Armin Otto Leuschner

Armin Otto Leuschner (January 16, 1868 – April 22, 1953) was an American astronomer and educator.

Leuschner was born in the US but raised in Germany. He returned to the US for university studies, graduating from the University of Michigan in 1888 with a degree in mathematics. He then became the first graduate student at Lick Observatory, but due to conflicts with his advisor, Lick director Edward S. Holden, he left Lick before finishing his Ph.D. Leuschner subsequently returned to Germany and attended the University of Berlin, where in 1897 he earned his doctorate with a highly praised thesis on the orbits of comets.

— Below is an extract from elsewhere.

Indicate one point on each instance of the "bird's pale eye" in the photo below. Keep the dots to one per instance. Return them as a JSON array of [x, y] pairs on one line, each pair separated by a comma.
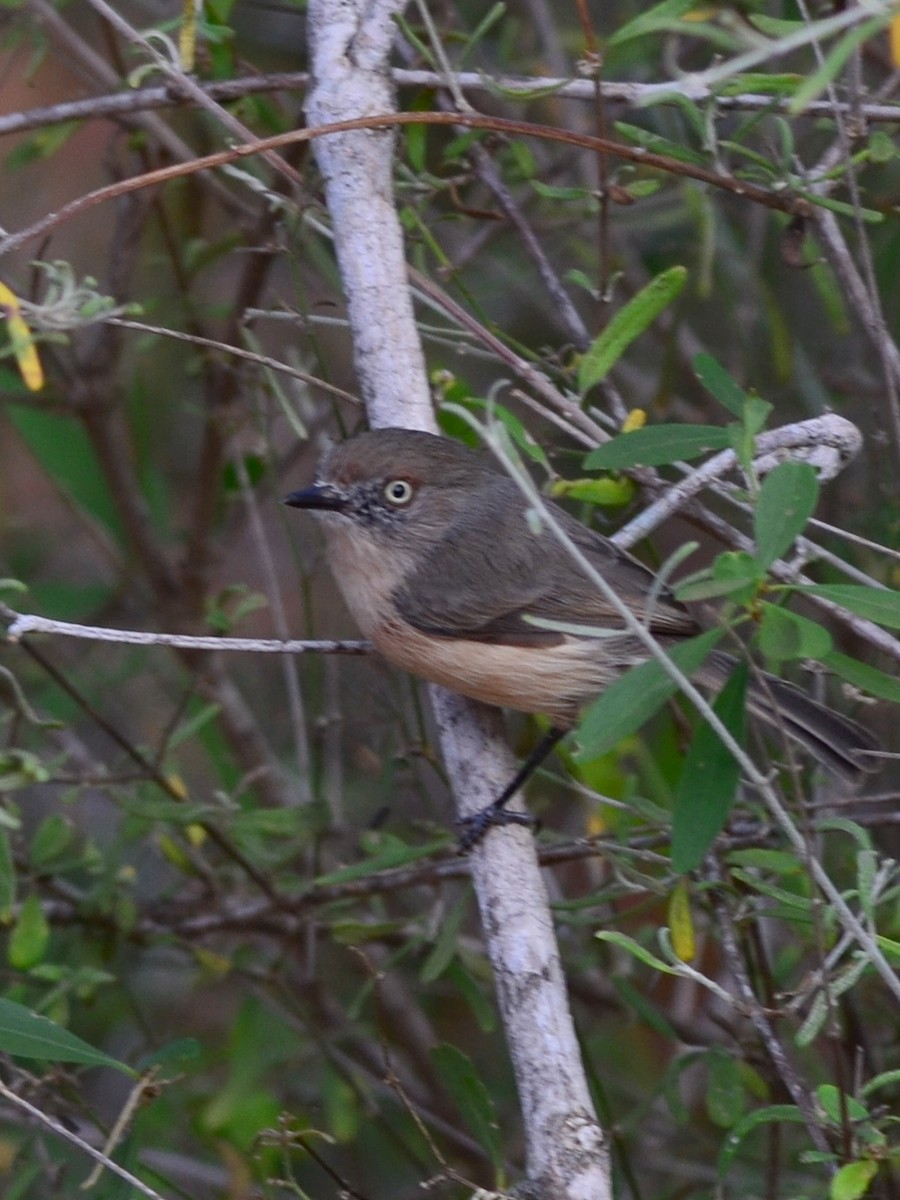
[[399, 492]]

He returned to California as an Associate Professor in astronomy at UC Berkeley, where he remained for over half a century. He founded an observatory there for student instruction, later renamed in his honor Leuschner Observatory. Together with Lick director James E. Keeler, Leuschner shaped the combined graduate program at Berkeley and Lick into one of the nation's foremost centers of astronomical education. Leuschner's own research continued to focus on the orbits of asteroids and comets; this subject required tremendous amounts of detailed computation, which made the work well-suited to be shared with a long series of students, many of whom went on to successful astronomical careers of their own. More than five dozen students received their doctorates under Leuschner's guidance.

In 1913 Leuschner became Dean of the entire Graduate School at Berkeley, and later was appointed head of all World War I related training at the University. He was a founding member of the Astronomical Society of the Pacific, served a term as the president of the American Association of University Professors, and chaired the International Astronomical Union's committee on comets and minor planets for two decades.

Leuschner was one of the first astronomers to dispute Pluto as being Planet X as predicted by Lowell. By 1932 he was already suggesting that Pluto had a mass less than the Earth, and that the discovery of Pluto was an accidental by-product of the Lowell search.